On the Republican side, Senator Josh Hawley warns of a different risk: extreme social stratification. A labor market divided between those who work with AI and those displaced by it, he argues, would undermine both economic stability and democratic cohesion. His proposed first step is more modest—mandating systematic data collection on AI’s impact on jobs—but reflects a broader concern that policymakers are still underestimating the scale of the threat.

Notably, Hawley rejects universal basic income, emphasizing the importance of preserving work as a source of dignity. His alternative proposals focus on reducing health care costs, including tax exemptions for premiums and caps on drug prices.

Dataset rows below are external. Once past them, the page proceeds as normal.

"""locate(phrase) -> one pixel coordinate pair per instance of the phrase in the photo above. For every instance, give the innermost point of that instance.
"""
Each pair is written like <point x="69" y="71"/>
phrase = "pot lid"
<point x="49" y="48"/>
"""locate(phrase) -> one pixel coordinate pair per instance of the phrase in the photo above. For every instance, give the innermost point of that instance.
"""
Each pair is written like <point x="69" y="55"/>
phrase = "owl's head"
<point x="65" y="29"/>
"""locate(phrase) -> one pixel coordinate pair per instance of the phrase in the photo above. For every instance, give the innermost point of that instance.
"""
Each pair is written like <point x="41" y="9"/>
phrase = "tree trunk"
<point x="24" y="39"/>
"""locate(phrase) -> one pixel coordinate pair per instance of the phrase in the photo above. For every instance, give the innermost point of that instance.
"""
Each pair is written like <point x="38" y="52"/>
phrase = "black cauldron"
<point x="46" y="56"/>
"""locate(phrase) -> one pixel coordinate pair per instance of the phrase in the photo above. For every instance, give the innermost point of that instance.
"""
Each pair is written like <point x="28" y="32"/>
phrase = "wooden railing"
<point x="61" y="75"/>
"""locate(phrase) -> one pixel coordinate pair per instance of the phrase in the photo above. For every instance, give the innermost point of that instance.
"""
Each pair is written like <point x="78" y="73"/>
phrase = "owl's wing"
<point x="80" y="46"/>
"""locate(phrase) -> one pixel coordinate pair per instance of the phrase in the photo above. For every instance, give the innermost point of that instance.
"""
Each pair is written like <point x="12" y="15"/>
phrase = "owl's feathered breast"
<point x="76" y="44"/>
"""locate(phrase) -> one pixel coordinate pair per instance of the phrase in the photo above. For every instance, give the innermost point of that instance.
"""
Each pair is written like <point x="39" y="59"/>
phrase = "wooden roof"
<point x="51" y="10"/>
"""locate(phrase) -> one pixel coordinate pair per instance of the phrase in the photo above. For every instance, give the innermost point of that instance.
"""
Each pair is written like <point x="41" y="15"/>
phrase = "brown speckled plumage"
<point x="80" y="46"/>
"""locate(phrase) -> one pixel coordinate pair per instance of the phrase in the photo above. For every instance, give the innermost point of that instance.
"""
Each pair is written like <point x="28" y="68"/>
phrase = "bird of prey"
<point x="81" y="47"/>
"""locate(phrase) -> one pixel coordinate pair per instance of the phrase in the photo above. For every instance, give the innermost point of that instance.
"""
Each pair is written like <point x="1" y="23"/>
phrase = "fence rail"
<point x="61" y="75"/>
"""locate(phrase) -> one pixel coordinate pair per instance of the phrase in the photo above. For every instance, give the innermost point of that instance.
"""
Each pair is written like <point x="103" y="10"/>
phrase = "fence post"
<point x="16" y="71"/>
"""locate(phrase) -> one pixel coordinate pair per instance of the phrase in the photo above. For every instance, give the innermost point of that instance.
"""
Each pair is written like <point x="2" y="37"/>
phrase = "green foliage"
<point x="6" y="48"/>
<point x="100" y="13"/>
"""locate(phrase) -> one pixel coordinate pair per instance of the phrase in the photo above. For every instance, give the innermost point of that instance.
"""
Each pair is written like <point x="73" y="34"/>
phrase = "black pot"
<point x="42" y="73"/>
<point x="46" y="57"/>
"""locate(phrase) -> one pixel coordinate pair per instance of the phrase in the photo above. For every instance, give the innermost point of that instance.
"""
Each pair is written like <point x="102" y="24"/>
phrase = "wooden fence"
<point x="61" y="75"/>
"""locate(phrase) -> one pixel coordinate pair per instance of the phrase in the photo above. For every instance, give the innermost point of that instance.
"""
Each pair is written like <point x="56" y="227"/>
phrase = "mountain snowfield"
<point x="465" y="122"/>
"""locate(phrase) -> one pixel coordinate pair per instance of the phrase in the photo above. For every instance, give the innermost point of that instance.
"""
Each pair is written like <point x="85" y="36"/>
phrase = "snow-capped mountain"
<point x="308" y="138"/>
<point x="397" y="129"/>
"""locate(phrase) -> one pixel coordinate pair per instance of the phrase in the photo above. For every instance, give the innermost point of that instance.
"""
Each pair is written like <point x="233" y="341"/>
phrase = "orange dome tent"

Perhaps the most radical rethinking comes from Representative Bill Foster, a physicist who has warned for years that AI could drive the economic value of human labor toward zero. If that happens, he argues, society will need to redefine human worth beyond productivity.

That shift could involve large-scale redistribution, investment in public goods, and even more unconventional ideas—like incentivizing human interaction itself. In a world where machines perform most economically valuable tasks, the experiences that remain uniquely human—connection, emotion, community—may become the most important ones to preserve.

Across these perspectives, one theme is consistent: the disruption is coming faster than the political system is prepared to handle. Whether the response ultimately takes the form of expanded safety nets, new tax regimes, labor market reforms, or something more experimental, the window for proactive planning is narrowing.

And if policymakers fail to act, the political backlash may not be far behind.